Normally male cats have a greater production of FelD1 than females. The Siberian Cat produces a lesser amount of this protein. For 70-90% of people allergic to cat will be able to live with a Siberian Cat. The common cat produces about 63,000 micrograms of FelD1, however it is estimated that the Siberian.

Tests on the presence of FelD1 in the cat performed on hair samples

These tests were carried out in December 1999 by the workshop “Indoor Biotechnologies” in Virginia (1216 Harris St, Charlottesville, VA 22903) to verify the amount of FelD1 produced by some cats including the Siberian Cat.

These are the results:
male Common Cat, neut: 62,813 mg / male Siberian Cat, neut: 2,001 mg / female Siberian Cat, neut: 205.50 mg

This indicates that the Siberian Cat has a much lower production FelD1 than the common cat, neutral females have even less than males.

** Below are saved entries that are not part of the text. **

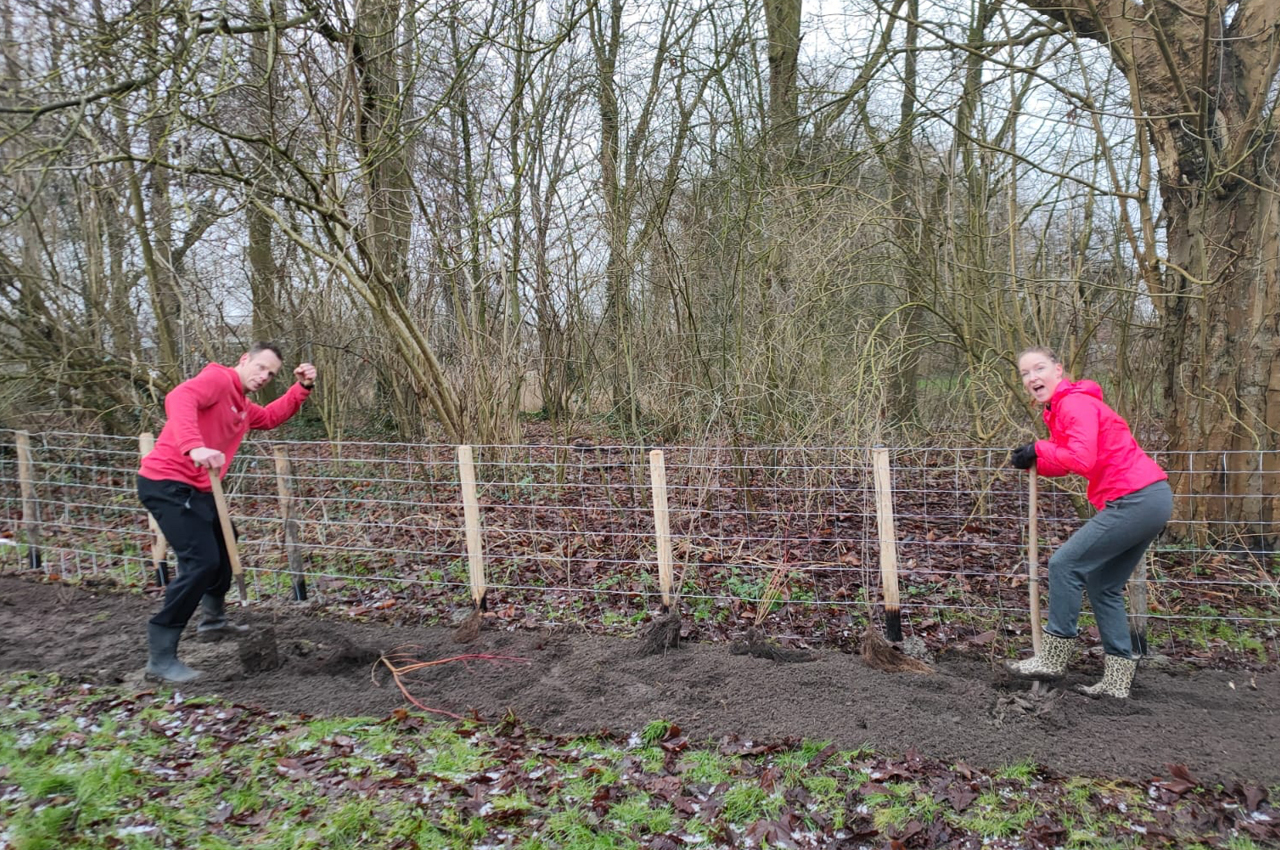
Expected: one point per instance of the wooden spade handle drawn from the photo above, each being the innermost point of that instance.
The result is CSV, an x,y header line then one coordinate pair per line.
x,y
224,519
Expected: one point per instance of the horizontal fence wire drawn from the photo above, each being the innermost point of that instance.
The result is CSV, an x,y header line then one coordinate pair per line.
x,y
568,533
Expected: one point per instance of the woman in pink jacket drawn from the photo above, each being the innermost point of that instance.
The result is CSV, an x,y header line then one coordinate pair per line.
x,y
1133,499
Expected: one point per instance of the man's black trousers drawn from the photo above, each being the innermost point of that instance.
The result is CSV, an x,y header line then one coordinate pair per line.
x,y
188,520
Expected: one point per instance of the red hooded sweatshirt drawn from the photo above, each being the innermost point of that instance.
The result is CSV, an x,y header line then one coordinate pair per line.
x,y
1091,439
211,410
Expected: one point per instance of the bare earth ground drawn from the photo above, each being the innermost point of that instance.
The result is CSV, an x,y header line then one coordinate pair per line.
x,y
1221,725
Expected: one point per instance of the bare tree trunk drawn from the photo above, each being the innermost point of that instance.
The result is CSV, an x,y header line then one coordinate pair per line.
x,y
1203,86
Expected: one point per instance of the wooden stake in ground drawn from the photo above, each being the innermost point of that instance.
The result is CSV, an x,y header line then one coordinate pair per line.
x,y
1138,606
888,542
224,520
1033,556
159,545
662,526
283,473
470,627
30,507
663,633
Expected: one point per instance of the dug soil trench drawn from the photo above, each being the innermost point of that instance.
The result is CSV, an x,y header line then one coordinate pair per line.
x,y
1221,725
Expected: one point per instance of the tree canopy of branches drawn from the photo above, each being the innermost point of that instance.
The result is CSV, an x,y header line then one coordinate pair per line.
x,y
752,222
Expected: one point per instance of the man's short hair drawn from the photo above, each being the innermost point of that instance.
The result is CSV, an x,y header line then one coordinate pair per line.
x,y
259,347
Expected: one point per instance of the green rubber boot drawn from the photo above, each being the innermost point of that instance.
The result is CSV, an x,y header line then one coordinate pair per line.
x,y
1051,661
163,661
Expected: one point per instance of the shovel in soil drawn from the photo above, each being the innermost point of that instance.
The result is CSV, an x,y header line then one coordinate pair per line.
x,y
228,534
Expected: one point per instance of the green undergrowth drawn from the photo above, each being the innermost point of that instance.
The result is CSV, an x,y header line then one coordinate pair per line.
x,y
85,766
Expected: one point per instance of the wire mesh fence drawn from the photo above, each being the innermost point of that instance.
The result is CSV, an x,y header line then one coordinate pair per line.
x,y
567,534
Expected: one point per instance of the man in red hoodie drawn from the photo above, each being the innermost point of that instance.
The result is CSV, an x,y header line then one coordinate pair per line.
x,y
1133,499
209,416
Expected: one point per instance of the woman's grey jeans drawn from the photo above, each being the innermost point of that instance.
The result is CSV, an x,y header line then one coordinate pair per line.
x,y
1100,557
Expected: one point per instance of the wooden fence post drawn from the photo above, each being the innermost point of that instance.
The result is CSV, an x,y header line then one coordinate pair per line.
x,y
292,551
1139,607
30,507
662,525
887,542
159,545
471,513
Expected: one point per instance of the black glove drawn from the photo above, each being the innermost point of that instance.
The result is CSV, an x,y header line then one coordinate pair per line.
x,y
1023,457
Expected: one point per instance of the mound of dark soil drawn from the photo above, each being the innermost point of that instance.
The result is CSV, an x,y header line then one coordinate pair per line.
x,y
1221,725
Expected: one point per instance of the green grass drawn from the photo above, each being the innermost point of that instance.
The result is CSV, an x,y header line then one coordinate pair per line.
x,y
92,767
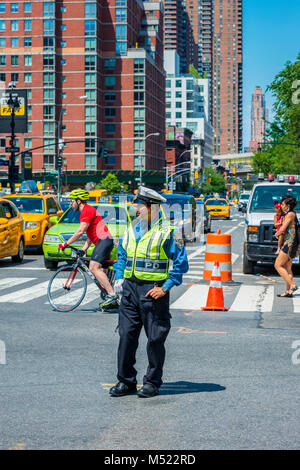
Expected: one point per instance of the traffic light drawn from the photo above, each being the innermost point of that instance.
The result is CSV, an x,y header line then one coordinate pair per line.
x,y
59,162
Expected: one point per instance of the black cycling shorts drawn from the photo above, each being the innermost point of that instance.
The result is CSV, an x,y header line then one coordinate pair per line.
x,y
102,250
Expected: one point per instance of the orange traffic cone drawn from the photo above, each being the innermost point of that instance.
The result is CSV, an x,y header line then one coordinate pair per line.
x,y
215,299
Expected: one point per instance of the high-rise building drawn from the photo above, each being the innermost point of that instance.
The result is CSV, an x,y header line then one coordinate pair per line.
x,y
94,75
221,60
259,118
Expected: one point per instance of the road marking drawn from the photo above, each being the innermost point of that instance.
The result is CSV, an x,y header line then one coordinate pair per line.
x,y
254,298
14,281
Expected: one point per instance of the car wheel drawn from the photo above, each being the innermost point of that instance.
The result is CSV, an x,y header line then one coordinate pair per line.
x,y
248,266
19,257
50,264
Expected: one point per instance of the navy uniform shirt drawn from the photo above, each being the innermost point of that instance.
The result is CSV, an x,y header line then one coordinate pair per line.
x,y
173,247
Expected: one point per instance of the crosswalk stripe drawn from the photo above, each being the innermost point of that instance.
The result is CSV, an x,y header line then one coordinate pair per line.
x,y
296,302
14,281
193,299
254,298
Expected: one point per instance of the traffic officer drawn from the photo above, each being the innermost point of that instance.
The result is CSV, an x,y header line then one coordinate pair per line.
x,y
142,273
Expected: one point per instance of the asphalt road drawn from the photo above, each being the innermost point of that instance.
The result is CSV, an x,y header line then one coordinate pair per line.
x,y
231,379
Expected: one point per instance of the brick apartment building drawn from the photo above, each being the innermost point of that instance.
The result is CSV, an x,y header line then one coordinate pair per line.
x,y
94,73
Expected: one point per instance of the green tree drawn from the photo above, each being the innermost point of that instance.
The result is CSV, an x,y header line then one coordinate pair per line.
x,y
281,158
111,184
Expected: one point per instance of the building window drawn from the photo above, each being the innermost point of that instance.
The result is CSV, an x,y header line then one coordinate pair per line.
x,y
139,114
27,25
48,61
90,96
27,42
49,128
121,15
110,128
90,62
90,112
110,112
14,25
27,60
48,9
139,82
139,98
139,66
90,10
48,95
109,96
27,7
48,112
90,162
90,145
49,79
27,77
109,64
90,128
49,27
139,130
90,79
49,161
90,27
90,44
48,44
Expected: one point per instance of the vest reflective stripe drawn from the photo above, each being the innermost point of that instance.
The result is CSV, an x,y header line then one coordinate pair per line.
x,y
147,260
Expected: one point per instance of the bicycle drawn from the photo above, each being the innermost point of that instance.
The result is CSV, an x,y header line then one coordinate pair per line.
x,y
68,285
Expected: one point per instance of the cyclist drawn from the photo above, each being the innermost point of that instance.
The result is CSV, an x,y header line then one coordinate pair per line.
x,y
97,232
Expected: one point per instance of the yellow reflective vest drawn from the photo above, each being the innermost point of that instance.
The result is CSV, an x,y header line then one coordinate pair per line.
x,y
146,259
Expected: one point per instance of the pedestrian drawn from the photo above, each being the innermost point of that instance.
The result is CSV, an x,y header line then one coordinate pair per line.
x,y
289,249
278,219
143,274
98,234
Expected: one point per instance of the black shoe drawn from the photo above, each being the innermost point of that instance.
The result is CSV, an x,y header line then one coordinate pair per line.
x,y
148,391
121,389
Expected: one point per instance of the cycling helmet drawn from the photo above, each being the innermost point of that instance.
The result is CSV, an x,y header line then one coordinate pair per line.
x,y
81,194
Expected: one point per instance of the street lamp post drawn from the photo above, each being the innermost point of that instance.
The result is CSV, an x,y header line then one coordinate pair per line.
x,y
60,145
149,135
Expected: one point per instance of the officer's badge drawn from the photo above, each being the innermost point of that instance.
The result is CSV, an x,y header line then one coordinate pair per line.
x,y
178,241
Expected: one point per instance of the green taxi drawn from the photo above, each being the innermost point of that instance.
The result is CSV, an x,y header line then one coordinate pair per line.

In fact, many allergy sufferers have a sensitivity to FelD1, and some Siberians have a lower than average occurence of FelD1 in their saliva. When a cat licks its fur, the saliva dries and flakes to create the dander to which people are allergic. This can vary from cat to cat and person to person. If you are allergic to cats and want to test your allergic response to Siberians, it is best to test with the Siberian you are thinking of getting. Spend time with it and find out how you react. There are no guarantees, but there is hope for allergy sufferers.

These tests were carried out in December 1999 by the workshop “Indoor Biotechnologies” in Virginia (1216 Harris St, Charlottesville, VA 22903) to verify the amount of FelD1 produced by some cats including the Siberian Cat.